Se tiver interesse em se aprofundar mais no assunto, mande-me um email. Tenho alguns artigos doutrinários bastante esclarecedores sobre o assunto!

Um abraço e obrigado pelo excelente comentário!

Cleber Tinoco disse...

Em tempo:

Sobre o princípio da presunção de inocência, ele também é conhecido como princípio da não-culpabilidade. Todavia, consoante lição do Prof. Luiz Flávio Gomes, esta última expressão foi empregada pelo regime fascista.

xacal disse...

Caro Cléber,

A presunção de não-culpabilidade é, também, ensinamento do prof.

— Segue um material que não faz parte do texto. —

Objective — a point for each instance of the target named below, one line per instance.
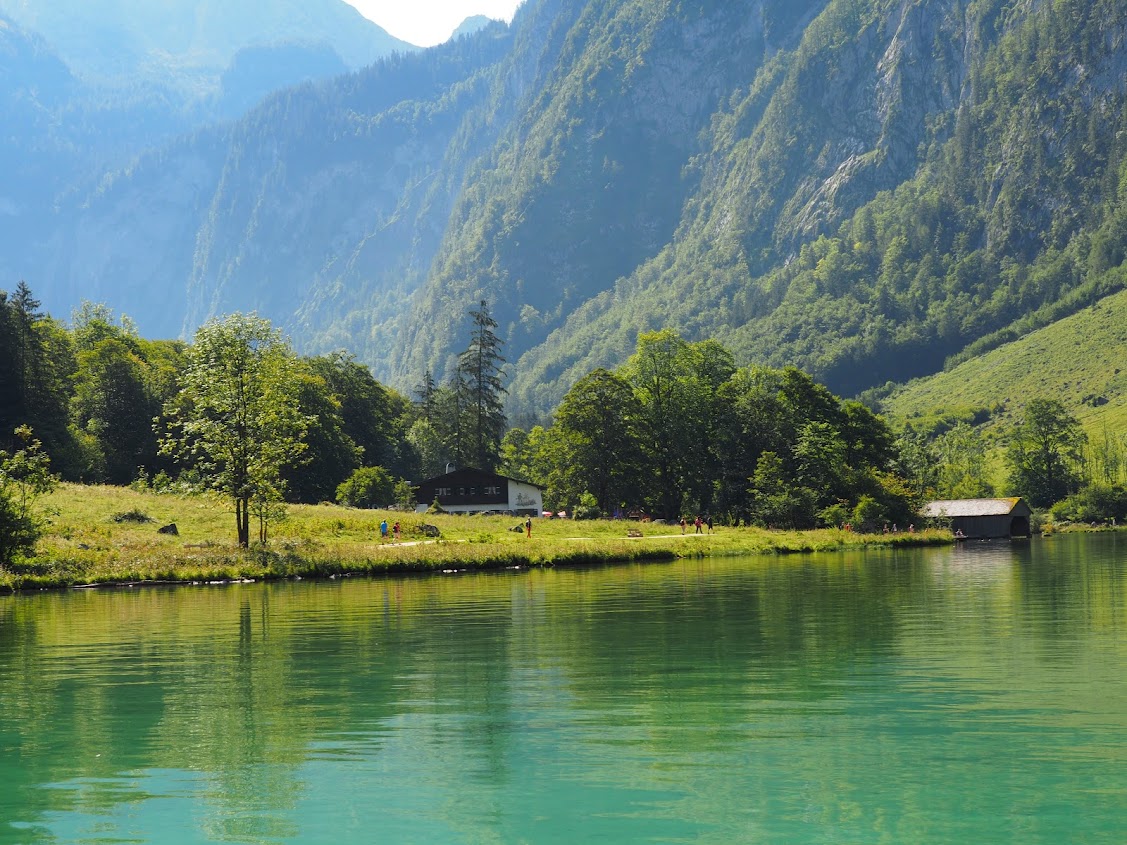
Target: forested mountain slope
(858, 187)
(1080, 361)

Paulo Rangel, em seu compêndio de Direito Processual Penal...

A apropriação pelos regimes totalitários de conceitos e princípios do direito não os invalida de plano...

Não esqueçamos que regimes democráticos, às vezes, formulam diplomas jurídicos extremamente autoritários...

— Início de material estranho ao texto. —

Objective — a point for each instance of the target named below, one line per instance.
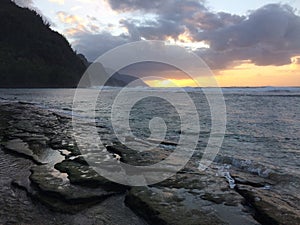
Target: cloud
(267, 36)
(93, 45)
(68, 19)
(61, 2)
(24, 3)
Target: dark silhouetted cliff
(33, 55)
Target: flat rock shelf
(45, 180)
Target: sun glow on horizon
(244, 75)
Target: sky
(244, 43)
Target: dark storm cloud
(24, 3)
(94, 45)
(267, 36)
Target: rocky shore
(45, 180)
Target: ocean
(262, 128)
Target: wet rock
(36, 150)
(139, 158)
(82, 174)
(180, 206)
(271, 208)
(55, 190)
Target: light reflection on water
(263, 125)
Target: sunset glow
(230, 38)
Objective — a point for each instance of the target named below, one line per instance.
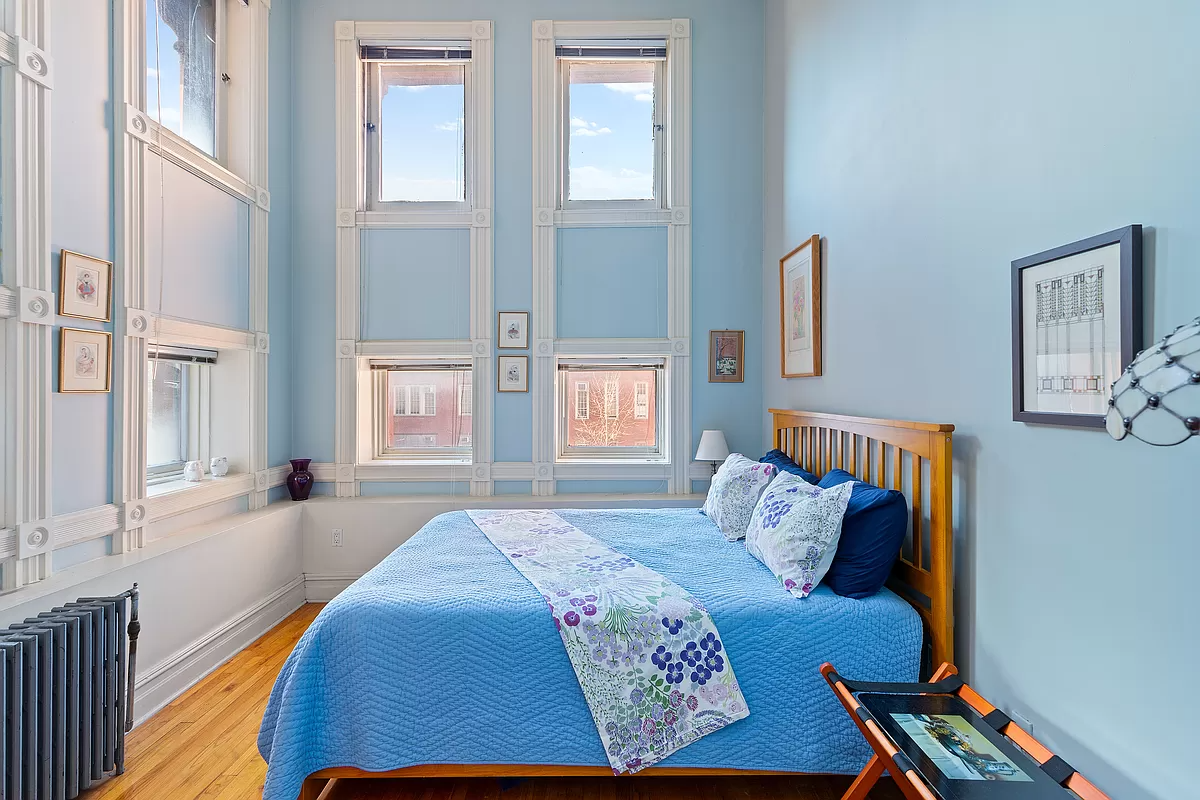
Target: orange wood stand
(910, 782)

Se puder remeta os textos para atrolha@ig.com.br

Cleber Tinoco disse...

Ilustre Xacal,

Deveras, não importa como denominamos o princípio insculpido no art. 5º, LVII da Constituição Federal. O mais relevante é discutir o conteúdo e o alcance dele. No livro do Prof. Paulo Rangel, percebo que o princípio da não-culpabilidade tem seu alcance reduzido, já que defende a aplicação deste princípio processual-penal apenas como regra de julgamento (in dubio pro reo). Todavia, na esteira de outros autores (Luigi Ferrajoli, Luiz Flávio Gomes, Aury Lopes Jr.), penso que o princípio tem maior amplitude, posto que é visto não apenas como regra de julgamento, mas também como regra de tratamento do imputado (limitação à estigmatização do imputado pela publicidade abusiva e limitação do uso das prisões cautelares). O princípio da não-culpabilidade do Código de Processo Penal italiano de 1931, de ideologia fascista, que inspirou o Código de Processo Penal brasileiro de 1941, arrima-se na valorização das prisões cautelares e na equiparação dos indícios, que justificam a imputação, à prova da culpabilidade. Defendia-se, então, que, como a maior parte dos imputados resultavam ser culpados ao final do processo, não havia nada que justificasse a proteção da presunção de inocência.
O Código de Processo Penal italiano não se apropriou do conceito de não-culpabilidade, ele o criou para restringir o alcance do princípio da presunção de inocência.
De qualquer maneira, como falei, não há problema em denominar o referido princípio de uma ou outra forma, o mais importante é compreender o seu conteúdo e estabelecer o seu alcance.

Obrigado Xacal pelo comentário, percebo que é um pensador de primeira, de raciocínio primoroso e refinado.

No mais, envio o artigo de que falei, assim que puder.